Equipment
Ingredients
Main Components
- 1000 g russet potatoes, peeled and cut into 2.5cm cubes
- 6 garlic, minced
- 120 ml whole milk, cold
- 115 g unsalted butter, cut into pieces
- 10 g kosher salt
Nutrition (per serving)
Method
Peel the russet potatoes and dice them into uniform 2.5cm (1-inch) cubes. Mince the garlic finely.
Place the diced potatoes in a large pot and cover with cold water by at least 2cm. Season the water generously with salt. Bring to a boil over high heat, then reduce to a medium simmer. Cook for 15 to 20 minutes.
While the potatoes are simmering, combine the milk, butter, and minced garlic in a small saucepan over low heat. Bring to a gentle simmer at roughly 60°C (140°F), allowing the garlic to steep and infuse into the dairy.
Drain the potatoes thoroughly in a colander. Return the potatoes to the empty, hot pot off the heat.
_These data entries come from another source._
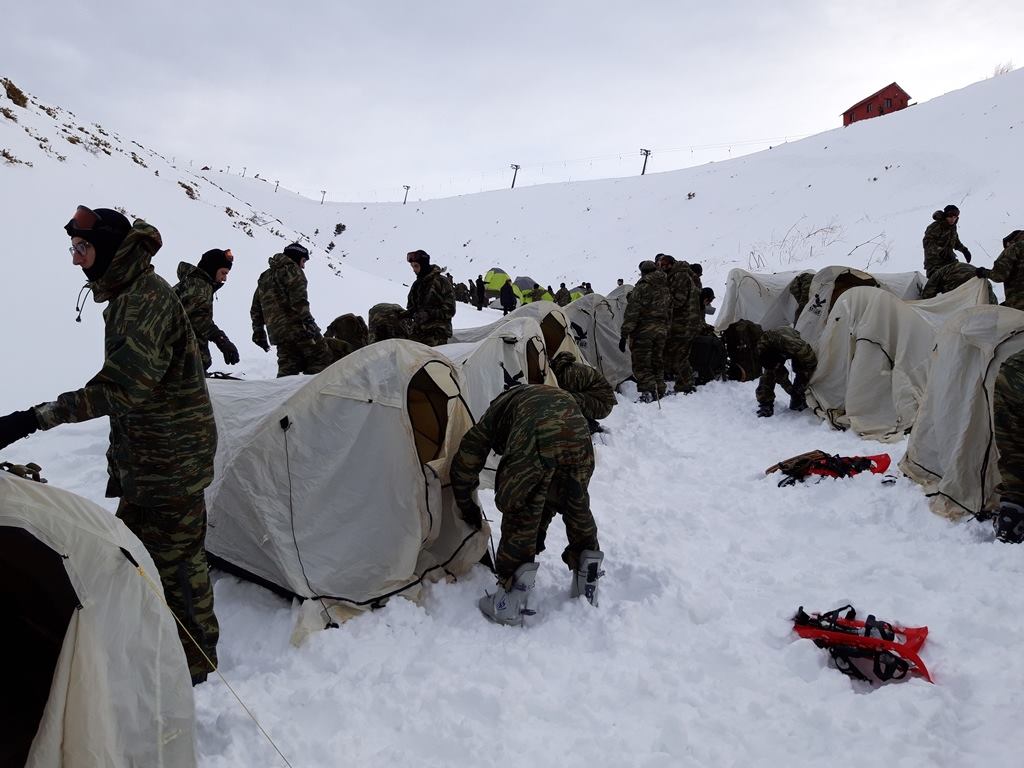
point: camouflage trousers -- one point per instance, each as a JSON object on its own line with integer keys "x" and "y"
{"x": 541, "y": 495}
{"x": 174, "y": 535}
{"x": 772, "y": 376}
{"x": 307, "y": 356}
{"x": 646, "y": 354}
{"x": 677, "y": 356}
{"x": 1008, "y": 425}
Let them sit for 1 to 2 minutes to let excess steam and surface moisture evaporate.
Mash the potatoes thoroughly using a potato masher, or pass them through a ricer for an ultra-smooth texture.
Gradually pour the warm garlic, butter, and milk mixture over the potatoes. Fold gently with a spatula until just combined. Season with kosher salt to taste and serve immediately.
Chef's Notes
- Always start potatoes in cold water. If you drop them into boiling water, the outsides will overcook and turn to mush before the insides are tender.
- Steeping the minced garlic in the warm milk and melted butter tames its sharp, raw bite while allowing its deep savory flavors to bloom into the fat.
- Russet potatoes are high-starch and low-moisture, making them the absolute best choice for a light, fluffy mash. Waxy potatoes like red skins require a different approach.
- Adding cold milk or butter to hot potatoes cools them down and prevents the starches from absorbing the fat properly. Always warm your dairy additions.
Storage
Refrigerator: 4 days — Store in an airtight container.
Freezer: 1 month — Freezing alters texture slightly; thaw overnight and aggressively whisk while reheating.
Reheating: Reheat gently on the stovetop or in the microwave, adding a splash of milk to restore creaminess.